Example with Caddy (Docker image) (automatic TLS via Let's Encrypt, reverse proxy in the same Docker network):

Caddyfile:

litellm.example.com {
  reverse_proxy litellm:4000
}

Example with nginx (reverse proxy on the host):

server {
    listen 443 ssl;
    server_name litellm.example.com;

    ssl_certificate     /path/to/cert.pem;
    ssl_certificate_key /path/to/key.pem;

    location / {
        proxy_pass         http://127.0.0.1:4000;
        proxy_set_header   Host $host;
        proxy_set_header   X-Real-IP $remote_addr;
        proxy_set_header   X-Forwarded-For $proxy_add_x_forwarded_for;
        proxy_set_header   X-Forwarded-Proto $scheme;
        proxy_read_timeout 300s;
        proxy_buffering    off;
    }
}

After setting up a reverse proxy, set LITELLM_HOST=litellm.example.com in your env file so that the correct endpoint URL is shown in the startup logs and litellm_manage --showkey output.

The auto-generated master API key is required for all API requests. Keep it secure when the server is accessible from the public internet.

Update Docker image

To update the Docker image and container, first download the latest version:

docker pull hwdsl2/litellm-server

If the Docker image is already up to date, you should see:

Status: Image is up to date for hwdsl2/litellm-server:latest

Otherwise, it will download the latest version. Remove and re-create the container:

docker rm -f litellm
# Then re-run the docker run command from Quick start with the same volume and port.

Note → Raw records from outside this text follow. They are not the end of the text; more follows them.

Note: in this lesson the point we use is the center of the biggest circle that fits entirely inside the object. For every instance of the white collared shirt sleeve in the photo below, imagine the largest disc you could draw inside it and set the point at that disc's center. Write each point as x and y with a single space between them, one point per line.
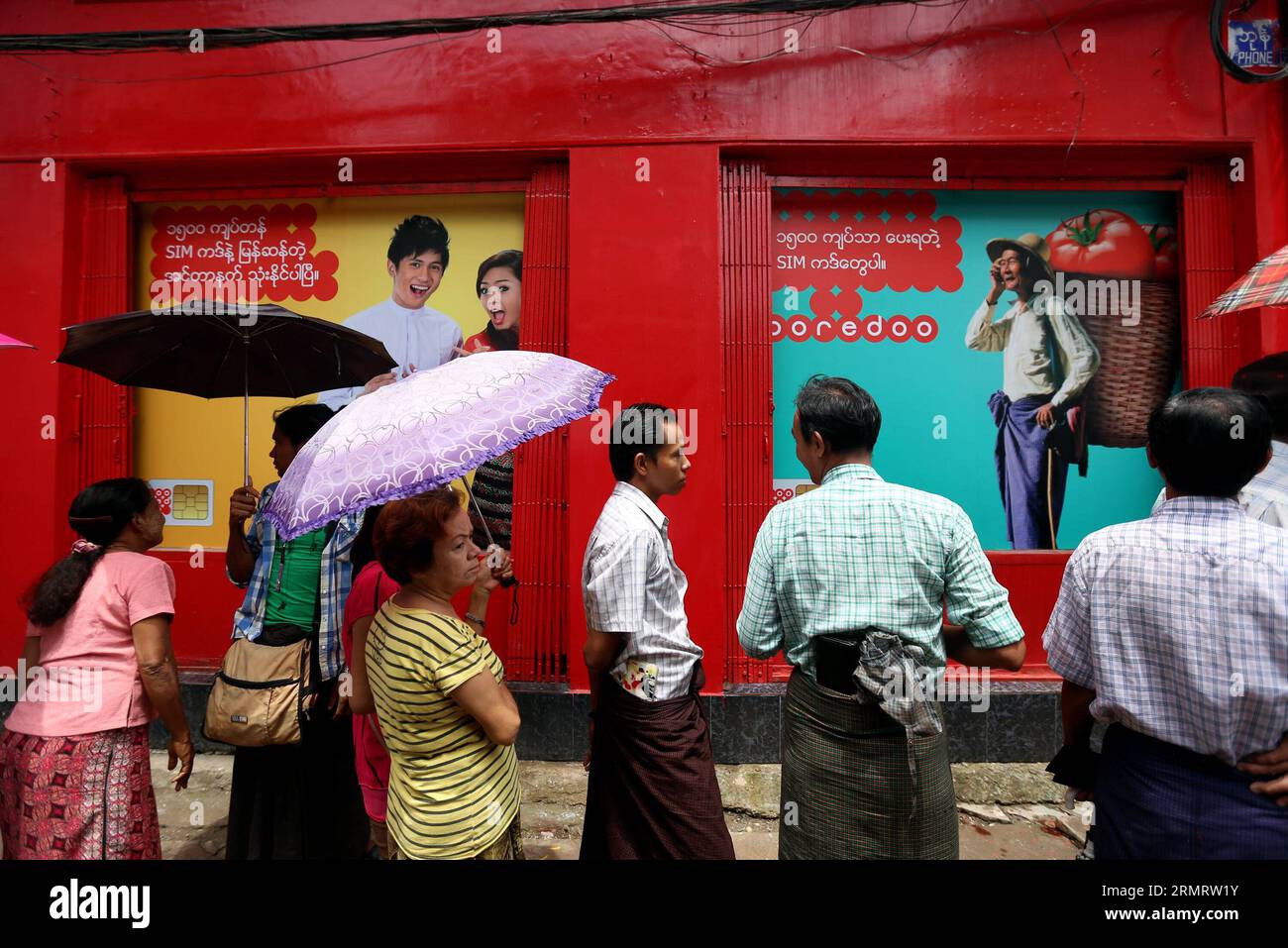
983 334
1078 355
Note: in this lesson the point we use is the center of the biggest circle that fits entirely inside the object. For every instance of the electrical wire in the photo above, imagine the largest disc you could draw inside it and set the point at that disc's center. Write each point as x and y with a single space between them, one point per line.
227 38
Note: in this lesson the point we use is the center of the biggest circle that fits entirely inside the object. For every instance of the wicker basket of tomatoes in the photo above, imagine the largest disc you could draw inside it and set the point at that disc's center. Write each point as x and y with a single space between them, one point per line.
1107 257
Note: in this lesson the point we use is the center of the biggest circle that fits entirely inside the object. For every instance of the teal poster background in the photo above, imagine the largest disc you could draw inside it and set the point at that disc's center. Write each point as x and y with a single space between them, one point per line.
941 388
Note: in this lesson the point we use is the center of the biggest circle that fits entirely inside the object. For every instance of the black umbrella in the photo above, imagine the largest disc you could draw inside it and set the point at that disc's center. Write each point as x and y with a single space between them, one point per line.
218 353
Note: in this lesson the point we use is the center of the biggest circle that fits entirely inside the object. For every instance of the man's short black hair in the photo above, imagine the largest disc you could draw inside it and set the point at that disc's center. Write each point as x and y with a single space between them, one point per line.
1210 442
1267 377
301 421
838 410
416 235
638 429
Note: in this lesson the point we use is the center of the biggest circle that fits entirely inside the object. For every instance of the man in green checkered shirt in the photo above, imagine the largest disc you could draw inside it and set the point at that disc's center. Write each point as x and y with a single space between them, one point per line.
859 554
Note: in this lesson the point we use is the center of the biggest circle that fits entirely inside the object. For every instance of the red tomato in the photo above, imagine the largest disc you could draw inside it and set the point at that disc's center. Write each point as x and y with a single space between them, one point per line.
1163 239
1104 244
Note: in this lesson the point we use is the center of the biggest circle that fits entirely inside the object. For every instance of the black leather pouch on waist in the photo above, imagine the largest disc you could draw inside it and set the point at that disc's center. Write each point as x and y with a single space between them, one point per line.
835 660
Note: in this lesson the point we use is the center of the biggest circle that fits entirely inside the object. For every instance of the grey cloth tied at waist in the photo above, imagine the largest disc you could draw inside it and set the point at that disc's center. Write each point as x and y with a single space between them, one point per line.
893 675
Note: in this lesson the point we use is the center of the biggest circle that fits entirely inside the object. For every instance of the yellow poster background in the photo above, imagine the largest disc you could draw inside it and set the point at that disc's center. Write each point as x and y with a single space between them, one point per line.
187 438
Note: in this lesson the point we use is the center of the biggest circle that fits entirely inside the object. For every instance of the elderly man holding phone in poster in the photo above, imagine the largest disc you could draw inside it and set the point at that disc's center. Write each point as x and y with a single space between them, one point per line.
1047 361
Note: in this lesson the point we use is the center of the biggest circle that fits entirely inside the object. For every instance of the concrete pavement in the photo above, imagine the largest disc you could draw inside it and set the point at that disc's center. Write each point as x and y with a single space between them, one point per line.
995 822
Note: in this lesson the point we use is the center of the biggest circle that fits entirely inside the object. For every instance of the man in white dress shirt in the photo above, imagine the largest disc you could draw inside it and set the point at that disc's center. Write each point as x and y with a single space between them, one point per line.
652 791
1265 497
1037 385
416 337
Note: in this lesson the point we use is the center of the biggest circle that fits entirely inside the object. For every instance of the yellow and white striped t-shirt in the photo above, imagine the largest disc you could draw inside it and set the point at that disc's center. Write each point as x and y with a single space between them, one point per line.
452 792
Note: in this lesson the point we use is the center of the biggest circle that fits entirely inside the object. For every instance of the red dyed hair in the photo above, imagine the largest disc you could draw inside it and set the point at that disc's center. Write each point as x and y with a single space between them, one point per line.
406 531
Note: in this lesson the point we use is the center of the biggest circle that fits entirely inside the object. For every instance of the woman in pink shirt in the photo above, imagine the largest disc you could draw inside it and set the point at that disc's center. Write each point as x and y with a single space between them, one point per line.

Your data is preserved in the litellm-data volume.

Using with other AI services

LiteLLM can be used as the AI gateway in a broader self-hosted AI setup.

For full and lightweight Docker Compose stacks, manual docker run examples, and voice/RAG/MCP pipeline examples with Kokoro, Embeddings, LiteLLM, Ollama, Docling, and MCP Gateway, see Self-Hosted AI Stack.

Technical details

Base image: python:3.12-slim (Debian)
Runtime: Python 3 (virtual environment at /opt/venv)
LiteLLM: latest litellm[proxy] from PyPI
Data directory: /etc/litellm (Docker volume)
Model storage: config.yaml inside the volume — created on first start, preserved on restarts
Proxy management REST API: runs on the same port as the proxy
Built-in UI: available at http://<server>:<port>/ui — log in with username admin and your master key as the password

License

Note: The software components inside the pre-built image (such as LiteLLM and its dependencies) are under the respective licenses chosen by their respective copyright holders. As for any pre-built image usage, it is the image user's responsibility to ensure that any use of this image complies with any relevant licenses for all software contained within.

This project is an independent Docker setup for LiteLLM and is not affiliated with, endorsed by, or sponsored by Berri AI, the creators of LiteLLM.